Still, after all the adrenalin invested in rage, what must follow is putting on a rigorous thinking cap to solve the problem, since security is not only key to everyone’s survival, it is the very basis for government, in the first instance.
For starters, there might just be a logical explanation for the flaring violence, as all could be mutations of the Boko Haram crisis, manifesting in sundry forms. Those bandits and kidnappers could well be stragglers from the main theatre of insurrection, who nevertheless escape with small arms, and little else. As these stragglers undetected, move away from the main theatre of Boko Haram, they band together and infiltrate other communities, far and near, wreaking havoc for economic gains. That could explain the flaring of kidnapping, even if it could not fully explain banditry and other mass slaughter.

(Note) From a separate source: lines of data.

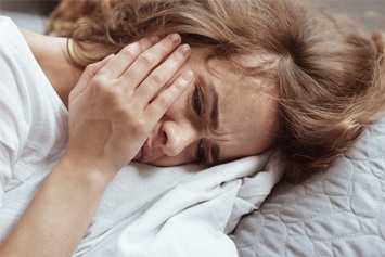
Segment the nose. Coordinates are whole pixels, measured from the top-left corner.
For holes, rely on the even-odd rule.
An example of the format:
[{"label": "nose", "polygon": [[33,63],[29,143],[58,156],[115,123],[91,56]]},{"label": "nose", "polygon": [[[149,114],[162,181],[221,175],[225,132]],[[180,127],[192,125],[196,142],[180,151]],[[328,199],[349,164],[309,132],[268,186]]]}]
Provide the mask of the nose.
[{"label": "nose", "polygon": [[168,120],[163,123],[159,138],[163,152],[174,157],[198,140],[198,130],[189,123]]}]

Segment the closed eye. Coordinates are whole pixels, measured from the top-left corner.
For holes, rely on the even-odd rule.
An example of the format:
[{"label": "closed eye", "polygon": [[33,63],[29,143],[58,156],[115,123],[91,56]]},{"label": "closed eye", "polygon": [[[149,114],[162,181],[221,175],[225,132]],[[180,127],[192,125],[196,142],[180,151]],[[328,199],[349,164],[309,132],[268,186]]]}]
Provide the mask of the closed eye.
[{"label": "closed eye", "polygon": [[202,92],[200,87],[195,83],[194,92],[192,94],[192,106],[197,116],[202,116]]}]

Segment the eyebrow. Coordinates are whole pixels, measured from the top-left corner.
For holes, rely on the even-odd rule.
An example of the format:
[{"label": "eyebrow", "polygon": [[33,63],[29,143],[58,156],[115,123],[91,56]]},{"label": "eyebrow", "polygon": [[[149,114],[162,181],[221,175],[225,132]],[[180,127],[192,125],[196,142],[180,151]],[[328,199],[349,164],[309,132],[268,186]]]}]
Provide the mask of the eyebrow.
[{"label": "eyebrow", "polygon": [[208,83],[208,89],[211,95],[210,126],[217,130],[219,128],[218,92],[213,83]]}]

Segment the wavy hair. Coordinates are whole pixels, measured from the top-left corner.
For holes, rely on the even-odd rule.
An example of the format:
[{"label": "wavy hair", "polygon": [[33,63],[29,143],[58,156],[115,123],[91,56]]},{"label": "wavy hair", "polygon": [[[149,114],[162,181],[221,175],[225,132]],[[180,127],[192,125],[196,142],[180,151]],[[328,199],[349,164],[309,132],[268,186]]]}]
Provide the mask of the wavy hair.
[{"label": "wavy hair", "polygon": [[[279,95],[279,144],[292,182],[329,167],[383,115],[384,35],[342,28],[305,1],[73,3],[57,7],[47,31],[73,39],[72,60],[79,67],[140,38],[179,33],[185,43],[208,49],[207,57],[229,60],[269,81]],[[258,55],[269,57],[254,66],[240,61]]]}]

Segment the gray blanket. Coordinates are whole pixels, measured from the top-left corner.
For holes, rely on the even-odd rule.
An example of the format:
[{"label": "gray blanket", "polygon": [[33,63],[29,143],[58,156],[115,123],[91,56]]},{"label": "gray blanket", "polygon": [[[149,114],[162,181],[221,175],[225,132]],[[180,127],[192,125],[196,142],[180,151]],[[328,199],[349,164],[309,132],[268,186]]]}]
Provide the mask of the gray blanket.
[{"label": "gray blanket", "polygon": [[325,172],[279,183],[232,239],[241,257],[385,256],[385,119]]}]

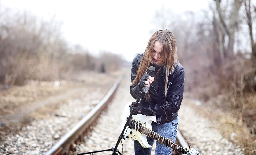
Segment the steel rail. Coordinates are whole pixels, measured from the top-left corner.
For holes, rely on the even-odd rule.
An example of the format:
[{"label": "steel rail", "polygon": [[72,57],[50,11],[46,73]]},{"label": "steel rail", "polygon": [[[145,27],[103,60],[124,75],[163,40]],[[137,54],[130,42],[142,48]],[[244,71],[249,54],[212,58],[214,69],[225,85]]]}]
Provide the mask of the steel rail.
[{"label": "steel rail", "polygon": [[87,129],[98,117],[101,111],[107,105],[108,101],[115,92],[124,77],[123,74],[119,76],[111,88],[97,105],[61,138],[45,154],[45,155],[67,154],[70,145],[78,139]]}]

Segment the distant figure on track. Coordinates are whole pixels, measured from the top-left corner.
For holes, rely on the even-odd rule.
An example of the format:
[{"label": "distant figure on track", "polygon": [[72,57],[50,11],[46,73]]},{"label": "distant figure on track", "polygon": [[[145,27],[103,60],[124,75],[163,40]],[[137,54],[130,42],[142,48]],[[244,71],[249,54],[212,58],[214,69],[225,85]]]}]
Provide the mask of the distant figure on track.
[{"label": "distant figure on track", "polygon": [[[155,68],[153,77],[145,74],[150,66]],[[152,122],[152,130],[175,142],[178,129],[178,111],[183,98],[185,73],[178,62],[176,41],[172,32],[167,29],[160,30],[151,37],[143,54],[134,59],[131,69],[130,92],[137,99],[145,93],[143,87],[149,90],[146,97],[138,106],[130,106],[133,115],[141,113],[156,115],[156,122]],[[155,140],[148,137],[153,146]],[[145,149],[134,141],[135,155],[150,155],[152,148]],[[172,150],[160,143],[156,143],[155,155],[171,155]]]}]

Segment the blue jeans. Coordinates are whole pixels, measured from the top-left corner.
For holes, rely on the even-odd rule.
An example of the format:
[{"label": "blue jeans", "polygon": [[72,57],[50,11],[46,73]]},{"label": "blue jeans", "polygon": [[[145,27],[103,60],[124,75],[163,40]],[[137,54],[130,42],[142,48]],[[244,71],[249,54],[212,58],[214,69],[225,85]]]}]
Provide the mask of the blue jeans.
[{"label": "blue jeans", "polygon": [[[172,138],[175,142],[176,140],[178,125],[178,117],[171,122],[164,124],[157,124],[152,122],[152,130],[156,132],[165,138]],[[147,137],[148,142],[151,146],[153,145],[155,140],[148,136]],[[135,155],[151,155],[152,148],[145,149],[142,147],[137,140],[134,141],[134,152]],[[169,147],[165,146],[165,145],[157,141],[156,144],[155,155],[171,155],[172,149]]]}]

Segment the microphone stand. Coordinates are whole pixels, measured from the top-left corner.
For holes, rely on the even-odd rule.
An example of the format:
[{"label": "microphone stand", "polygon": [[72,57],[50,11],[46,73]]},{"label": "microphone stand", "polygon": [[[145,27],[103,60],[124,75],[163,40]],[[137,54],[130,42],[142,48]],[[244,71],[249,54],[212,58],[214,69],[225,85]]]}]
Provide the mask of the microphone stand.
[{"label": "microphone stand", "polygon": [[[138,97],[138,99],[137,99],[137,100],[136,100],[136,102],[135,105],[134,105],[134,106],[137,106],[137,103],[139,102],[140,102],[143,99],[145,96],[145,93],[144,92],[142,92],[140,93]],[[83,154],[90,154],[93,155],[93,153],[98,153],[104,152],[105,151],[112,151],[112,153],[111,154],[112,155],[117,155],[118,154],[120,155],[122,155],[122,154],[119,151],[118,149],[117,149],[117,147],[118,147],[118,145],[119,145],[119,144],[120,143],[120,141],[121,141],[122,139],[125,139],[125,138],[124,137],[124,133],[125,129],[126,129],[126,127],[128,125],[128,123],[129,123],[129,121],[130,121],[131,118],[132,118],[132,115],[130,113],[130,115],[128,117],[128,118],[127,119],[127,120],[126,121],[126,123],[124,125],[124,129],[123,129],[123,131],[122,131],[122,132],[121,132],[121,134],[119,136],[119,137],[118,137],[117,141],[116,142],[116,146],[115,147],[115,148],[112,147],[110,149],[103,150],[102,150],[94,151],[92,152],[89,152],[86,153],[79,153],[77,154],[77,155],[82,155]],[[117,152],[118,153],[117,153]]]}]

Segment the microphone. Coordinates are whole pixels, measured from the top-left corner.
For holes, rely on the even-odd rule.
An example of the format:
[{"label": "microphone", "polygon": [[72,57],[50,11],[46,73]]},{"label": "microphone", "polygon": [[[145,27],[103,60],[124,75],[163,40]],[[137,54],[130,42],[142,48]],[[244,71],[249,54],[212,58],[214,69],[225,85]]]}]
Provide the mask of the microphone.
[{"label": "microphone", "polygon": [[[145,74],[148,74],[152,77],[155,74],[155,70],[156,69],[154,67],[150,66],[148,69],[148,70],[147,70]],[[145,98],[146,94],[147,94],[147,93],[148,93],[148,90],[149,89],[150,85],[150,83],[149,83],[148,87],[144,87],[142,88],[142,90],[145,93],[142,93],[139,95],[136,102],[133,102],[132,105],[133,105],[133,106],[135,107],[137,106],[138,103],[140,102],[141,101]]]},{"label": "microphone", "polygon": [[[155,71],[156,69],[153,66],[150,66],[146,72],[145,74],[149,75],[150,76],[152,77],[153,75],[155,74]],[[145,93],[145,94],[147,94],[148,92],[148,90],[149,89],[149,87],[150,87],[151,83],[149,83],[148,84],[148,87],[144,87],[142,88],[142,90]]]}]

That the present security architecture has failed to track, capture and neutralise these agents of death would appear easy proof that it is flailing, if it has not failed outright. That is a clear intelligence dysfunction. For the failure in this all-vital area, even of the basic human hue, it is time to embrace a more bottom-up approach, with the full involvement of communities nationwide.
That is why ‘Operation Amotekun’, and its other regional or geo-zonal variants, should offer new hopes to remake a buckled and bungled central security screen. But the communalisation of intelligence gathering and processing could only be a logical forerunner to establishing full-fledged state police.
Away with the conceit of over-centralisation! Nigeria’s current security challenges demand creative federalisation, with robust checks-and-balances, which should curb a sub-national police arrangement of its pre- and First Republic abuses that led to its replacement by the present central police; and be a win-win to all. That is the direction towards which the structure of the security architecture should be tweaked.
Then, the form — and that leads to the all-important question of the service chiefs. But before this, a caveat: security is a very sensitive issue, in which those without adequate information may not dabble. But this caution can only be justified and reinforced, if the public feels very safe. That is not the case at present; and that would appear why the impassioned interest. Besides, regime security logically precedes and reinforces state security. This is because self-preservation is the basic law of nature. That is why the president has a lot of leeway over who to, or not to include, in the personnel manning his security apparatus.
Even with that, there is popular belief that the present crop of security chiefs has over-stayed and is now plagued by diminishing returns. That would explain why both houses of the National Assembly have called on the president to dispense with them for fresh blood. That sentiment appears shared too by the bulk of the people.
The president should do the needful and appoint a new set. But it is not just the symbolism of it. A new set of service chiefs must come with new dynamism, new flexibility and new dramatic results — and it won’t be a bad idea to tie their tenures to demonstrable results.
Over all, security is such of prime importance it is no area to play cheap politics. Partisan rage is welcome, just to underscore the angst of the public. After that, however, everyone should pull resources to rid the polity of this clear and present danger. So, the sitting government should be receptive, just as the opposition — and indeed, the general populace — is cooperative. Only the living play politics. The dead don’t — and can’t.